When ice melts, the volume of water is smaller than the volume of the ice. How does the mass of the water compare to the mass of the ice?
From Google:
Since water expands as it freezes, the mass of ice is slightly less per unit volume than water. Incidentally, for water that is already near the freezing temperature (0°C at standard atmospheric pressure), freezing increases volume by almost 1%. Density of water: ... Solid Ice: 0.9167 g/cm³
Everything PsyDAG has reported from Google is correct but you should know that most of what that article is about is density;i.e., mass/unit volume. Your question is about the mass of ice vs mass water. That is the same. That is, ice to water gives smaller volume BUT the mass is the same. If you have 5 g water and you freeze it you will have 5 g ice.
Well, when it comes to the mass, kids, I have some ice-splaining to do. You see, even though the volume of water is smaller than that of ice, the mass remains the same, assuming no ice or water gets lost in the process. So, it's like a magic trick where the ice disappears, but the mass stays put. Quite the disappearing act, don't you think?
When ice melts and turns into water, the volume of water is actually larger than the volume of ice. This phenomenon occurs because water molecules are more closely packed in the solid phase (ice) than in the liquid phase. In the solid state, the water molecules form a regular crystalline structure with hydrogen bonds holding them together, which gives ice a lower density.
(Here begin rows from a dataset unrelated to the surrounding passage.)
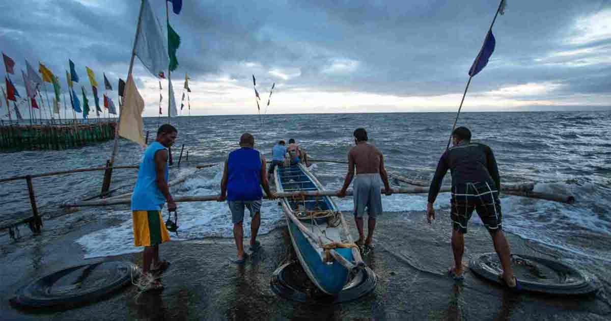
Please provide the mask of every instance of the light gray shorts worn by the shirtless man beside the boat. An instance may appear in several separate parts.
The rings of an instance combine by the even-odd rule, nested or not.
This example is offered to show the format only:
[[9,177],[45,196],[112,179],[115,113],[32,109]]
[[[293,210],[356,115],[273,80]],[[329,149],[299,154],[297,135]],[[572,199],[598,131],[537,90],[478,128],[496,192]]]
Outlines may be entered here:
[[378,173],[357,174],[354,177],[354,216],[362,218],[367,215],[375,219],[382,213],[382,178]]

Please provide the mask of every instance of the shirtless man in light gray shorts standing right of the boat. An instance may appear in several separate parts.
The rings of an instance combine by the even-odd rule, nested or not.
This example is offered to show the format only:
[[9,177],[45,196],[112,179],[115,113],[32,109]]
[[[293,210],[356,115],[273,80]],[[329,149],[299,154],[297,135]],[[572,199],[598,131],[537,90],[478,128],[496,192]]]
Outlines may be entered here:
[[[376,216],[382,213],[381,188],[384,183],[386,195],[392,194],[386,168],[384,168],[384,157],[373,145],[367,142],[367,131],[365,128],[357,128],[354,131],[354,142],[356,146],[348,153],[348,173],[344,180],[342,190],[337,193],[338,197],[346,196],[346,190],[354,177],[354,166],[356,166],[356,178],[354,178],[354,222],[359,230],[359,240],[356,244],[364,246],[365,251],[373,248],[371,240],[376,227]],[[367,238],[363,243],[363,216],[367,208]]]

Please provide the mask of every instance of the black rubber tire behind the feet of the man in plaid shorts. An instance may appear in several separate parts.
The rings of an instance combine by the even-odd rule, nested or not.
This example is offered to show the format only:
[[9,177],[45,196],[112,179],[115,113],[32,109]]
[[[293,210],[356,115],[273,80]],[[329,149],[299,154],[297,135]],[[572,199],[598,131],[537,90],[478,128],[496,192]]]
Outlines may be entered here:
[[[518,282],[522,287],[522,291],[555,295],[584,295],[591,292],[595,292],[599,288],[599,286],[595,284],[593,279],[588,276],[585,276],[579,270],[573,267],[569,267],[566,264],[563,264],[562,262],[544,259],[543,257],[527,256],[522,254],[518,254],[518,256],[530,260],[532,262],[536,262],[537,264],[545,265],[551,270],[556,271],[556,273],[558,274],[568,275],[571,276],[571,278],[576,279],[575,282],[565,284],[549,284],[529,281],[525,279],[518,279]],[[487,263],[491,261],[499,262],[499,258],[496,253],[480,254],[474,259],[469,260],[469,268],[470,270],[474,271],[476,275],[481,276],[482,278],[485,278],[488,281],[492,281],[497,284],[502,284],[499,279],[499,275],[491,271],[495,269],[492,267],[488,267],[487,265]],[[504,284],[502,285],[505,286]]]

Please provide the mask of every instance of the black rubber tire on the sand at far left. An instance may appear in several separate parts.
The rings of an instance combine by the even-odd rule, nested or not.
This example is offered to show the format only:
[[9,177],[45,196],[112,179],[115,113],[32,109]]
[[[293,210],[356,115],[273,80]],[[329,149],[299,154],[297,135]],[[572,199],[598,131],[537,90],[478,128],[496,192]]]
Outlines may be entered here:
[[[92,287],[86,291],[78,292],[73,295],[51,295],[48,289],[53,284],[72,271],[81,268],[97,268],[103,265],[104,268],[114,269],[115,277],[111,282],[102,284],[101,286]],[[71,309],[83,304],[92,303],[105,298],[107,295],[121,289],[127,284],[131,284],[131,271],[134,265],[128,261],[110,261],[98,262],[95,264],[78,265],[75,267],[65,268],[42,278],[36,279],[34,282],[27,284],[17,290],[15,297],[9,301],[13,306],[18,308],[53,308],[53,309]]]

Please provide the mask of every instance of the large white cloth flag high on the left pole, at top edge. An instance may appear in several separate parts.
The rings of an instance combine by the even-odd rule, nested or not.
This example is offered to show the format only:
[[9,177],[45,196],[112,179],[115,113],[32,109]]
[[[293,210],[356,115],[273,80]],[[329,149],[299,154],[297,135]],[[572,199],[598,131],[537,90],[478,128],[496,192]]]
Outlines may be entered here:
[[141,21],[136,39],[136,56],[144,67],[155,77],[167,69],[170,58],[167,56],[166,40],[161,32],[161,24],[155,17],[148,0],[142,0]]

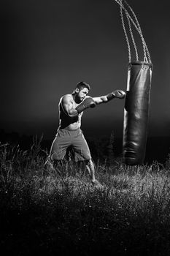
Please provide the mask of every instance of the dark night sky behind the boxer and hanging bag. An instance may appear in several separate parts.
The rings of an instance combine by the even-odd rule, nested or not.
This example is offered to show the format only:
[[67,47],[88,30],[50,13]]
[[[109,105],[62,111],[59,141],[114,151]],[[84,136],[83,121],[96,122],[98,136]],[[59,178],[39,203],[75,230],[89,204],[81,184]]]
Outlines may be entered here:
[[[128,3],[137,15],[153,63],[148,135],[169,135],[168,1]],[[92,97],[126,90],[128,48],[115,1],[3,0],[0,12],[0,110],[5,131],[43,132],[45,138],[53,138],[58,101],[80,80],[90,83]],[[142,49],[135,30],[134,37]],[[139,57],[143,61],[142,54]],[[124,102],[115,99],[85,111],[83,131],[102,135],[114,129],[121,136]]]

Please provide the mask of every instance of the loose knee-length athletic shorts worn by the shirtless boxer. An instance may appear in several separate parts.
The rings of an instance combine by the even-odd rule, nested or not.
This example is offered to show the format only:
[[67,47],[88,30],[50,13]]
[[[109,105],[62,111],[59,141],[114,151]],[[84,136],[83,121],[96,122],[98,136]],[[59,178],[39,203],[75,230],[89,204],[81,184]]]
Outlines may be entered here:
[[59,129],[50,149],[50,158],[63,159],[70,146],[74,150],[76,162],[91,159],[88,143],[80,128],[76,130]]

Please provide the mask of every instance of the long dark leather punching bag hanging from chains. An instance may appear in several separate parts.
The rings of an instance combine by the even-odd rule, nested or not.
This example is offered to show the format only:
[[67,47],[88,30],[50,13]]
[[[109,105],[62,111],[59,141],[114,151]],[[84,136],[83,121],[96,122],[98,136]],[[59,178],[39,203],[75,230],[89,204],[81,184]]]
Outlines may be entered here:
[[147,143],[152,64],[128,64],[127,91],[123,123],[123,162],[142,165]]

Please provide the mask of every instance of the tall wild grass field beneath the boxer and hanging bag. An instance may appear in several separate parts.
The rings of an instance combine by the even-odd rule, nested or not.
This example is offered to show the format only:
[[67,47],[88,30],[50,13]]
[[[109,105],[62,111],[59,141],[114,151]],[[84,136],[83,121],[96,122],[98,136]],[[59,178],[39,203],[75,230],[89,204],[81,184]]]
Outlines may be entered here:
[[0,144],[0,248],[3,255],[170,255],[170,157],[128,166],[64,162],[44,168],[47,152]]

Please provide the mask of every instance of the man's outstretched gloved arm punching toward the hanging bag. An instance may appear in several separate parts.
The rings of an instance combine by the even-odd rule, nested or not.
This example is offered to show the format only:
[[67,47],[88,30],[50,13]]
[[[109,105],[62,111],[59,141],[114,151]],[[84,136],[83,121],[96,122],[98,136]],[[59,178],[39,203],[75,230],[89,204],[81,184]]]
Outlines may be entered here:
[[101,103],[107,103],[109,102],[111,99],[124,99],[125,98],[125,91],[122,90],[115,90],[112,91],[111,93],[104,95],[104,96],[100,96],[100,97],[93,97],[93,100],[96,104],[101,104]]

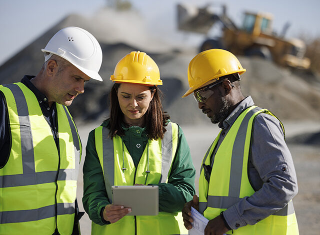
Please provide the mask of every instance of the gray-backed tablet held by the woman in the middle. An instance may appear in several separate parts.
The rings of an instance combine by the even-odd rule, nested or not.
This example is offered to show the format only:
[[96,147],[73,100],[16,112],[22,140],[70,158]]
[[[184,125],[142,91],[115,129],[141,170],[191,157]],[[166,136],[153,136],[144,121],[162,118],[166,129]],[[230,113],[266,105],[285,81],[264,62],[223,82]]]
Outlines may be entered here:
[[112,186],[112,204],[129,207],[127,216],[156,216],[159,212],[158,186]]

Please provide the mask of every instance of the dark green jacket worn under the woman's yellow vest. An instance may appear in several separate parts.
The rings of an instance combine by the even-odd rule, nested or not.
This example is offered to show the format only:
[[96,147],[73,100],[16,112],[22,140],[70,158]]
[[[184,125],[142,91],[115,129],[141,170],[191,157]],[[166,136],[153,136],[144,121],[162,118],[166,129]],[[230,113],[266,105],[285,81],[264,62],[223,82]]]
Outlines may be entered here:
[[[105,121],[101,126],[107,126]],[[140,160],[147,143],[145,128],[132,126],[123,128],[123,142],[129,151],[134,165]],[[183,132],[179,127],[179,139],[168,183],[157,184],[159,187],[159,210],[165,212],[180,212],[184,203],[192,200],[195,194],[195,169],[192,164],[190,150]],[[137,144],[141,146],[138,148]],[[103,208],[110,204],[104,187],[103,173],[94,145],[94,132],[91,131],[86,145],[86,156],[83,165],[83,198],[85,212],[91,221],[97,225],[105,225],[101,217]]]

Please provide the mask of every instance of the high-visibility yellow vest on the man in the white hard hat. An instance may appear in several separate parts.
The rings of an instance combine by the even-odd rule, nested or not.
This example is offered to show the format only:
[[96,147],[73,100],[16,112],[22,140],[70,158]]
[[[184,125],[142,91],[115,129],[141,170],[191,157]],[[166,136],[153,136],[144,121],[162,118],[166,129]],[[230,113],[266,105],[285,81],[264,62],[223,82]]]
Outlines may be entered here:
[[74,222],[81,142],[67,108],[56,103],[58,149],[32,91],[0,86],[11,132],[0,169],[0,235],[70,235]]

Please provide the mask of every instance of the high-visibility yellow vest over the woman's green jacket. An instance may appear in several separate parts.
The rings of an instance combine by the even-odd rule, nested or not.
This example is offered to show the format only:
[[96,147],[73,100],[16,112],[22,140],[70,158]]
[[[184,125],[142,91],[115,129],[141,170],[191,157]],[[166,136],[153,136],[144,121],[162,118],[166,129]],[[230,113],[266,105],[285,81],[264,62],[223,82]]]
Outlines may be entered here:
[[[178,126],[169,122],[163,139],[148,140],[137,167],[121,137],[108,138],[109,130],[94,130],[95,148],[104,175],[105,190],[112,202],[112,185],[167,183],[177,149]],[[122,168],[126,170],[122,170]],[[146,173],[146,171],[150,173]],[[92,235],[179,235],[187,234],[181,213],[159,212],[157,216],[125,216],[116,223],[100,226],[92,222]]]

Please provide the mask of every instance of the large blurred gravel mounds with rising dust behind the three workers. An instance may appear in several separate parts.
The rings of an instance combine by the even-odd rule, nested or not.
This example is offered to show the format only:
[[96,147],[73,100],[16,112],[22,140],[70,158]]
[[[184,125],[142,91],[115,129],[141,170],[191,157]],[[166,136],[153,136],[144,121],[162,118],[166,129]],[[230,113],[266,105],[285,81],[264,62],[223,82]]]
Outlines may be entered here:
[[[79,26],[92,32],[100,42],[103,62],[99,73],[103,82],[88,82],[84,94],[78,96],[69,107],[78,125],[106,118],[108,91],[112,85],[109,77],[117,61],[133,50],[145,51],[158,64],[163,80],[163,86],[160,87],[164,93],[163,106],[172,121],[179,124],[209,122],[197,108],[191,95],[181,98],[188,89],[187,66],[196,55],[196,48],[174,49],[161,43],[160,38],[152,38],[145,30],[143,20],[136,13],[121,14],[121,17],[130,14],[132,22],[114,20],[114,13],[110,10],[101,10],[92,18],[79,15],[64,18],[0,67],[0,83],[19,81],[24,74],[35,75],[43,63],[40,48],[44,48],[46,42],[59,29]],[[132,24],[139,25],[136,33],[130,30]],[[128,29],[130,33],[124,33],[124,29]],[[125,36],[131,34],[130,37]],[[305,77],[301,78],[301,74],[279,68],[270,61],[238,58],[246,68],[241,77],[243,94],[251,95],[256,105],[268,108],[280,119],[320,120],[319,83],[308,82]]]

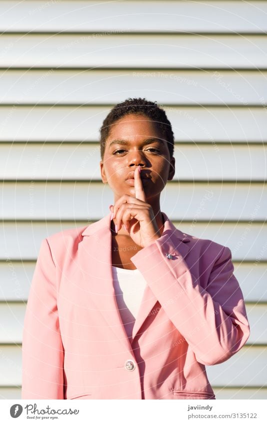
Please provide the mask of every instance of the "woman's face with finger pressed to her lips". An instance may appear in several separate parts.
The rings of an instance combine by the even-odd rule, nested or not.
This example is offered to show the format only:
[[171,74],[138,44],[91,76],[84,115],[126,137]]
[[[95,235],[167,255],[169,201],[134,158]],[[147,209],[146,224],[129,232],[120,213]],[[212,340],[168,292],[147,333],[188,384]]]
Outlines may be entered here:
[[123,194],[135,197],[129,173],[138,165],[147,202],[158,200],[167,180],[173,178],[175,159],[170,159],[167,142],[147,116],[129,114],[111,126],[100,161],[102,182],[113,191],[114,202]]

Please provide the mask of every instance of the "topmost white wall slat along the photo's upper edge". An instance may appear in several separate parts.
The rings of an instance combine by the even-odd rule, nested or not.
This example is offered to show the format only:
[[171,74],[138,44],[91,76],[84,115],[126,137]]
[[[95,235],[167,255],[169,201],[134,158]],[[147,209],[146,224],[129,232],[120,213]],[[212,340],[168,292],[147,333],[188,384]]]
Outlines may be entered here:
[[0,30],[261,32],[266,12],[262,1],[8,0]]

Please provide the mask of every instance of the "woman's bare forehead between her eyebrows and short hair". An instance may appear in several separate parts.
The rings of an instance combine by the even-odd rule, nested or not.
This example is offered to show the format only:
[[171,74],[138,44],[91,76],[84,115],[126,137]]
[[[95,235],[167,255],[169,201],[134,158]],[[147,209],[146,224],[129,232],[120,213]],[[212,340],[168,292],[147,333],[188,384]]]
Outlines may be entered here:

Regarding the mass of the water compared to the mass of ice, it remains the same. According to the law of conservation of mass, mass cannot be created or destroyed, only transformed or transferred. So, when ice melts, the mass of the resulting water is equal to the mass of the original ice. The change from ice to liquid water is purely a phase change, meaning the molecules are rearranging themselves without altering their individual masses.
To verify this, you can perform an experiment to measure the mass of ice, and then let it melt and measure the mass of the resulting water. You will find that the two masses are equal, confirming the principle of conservation of mass.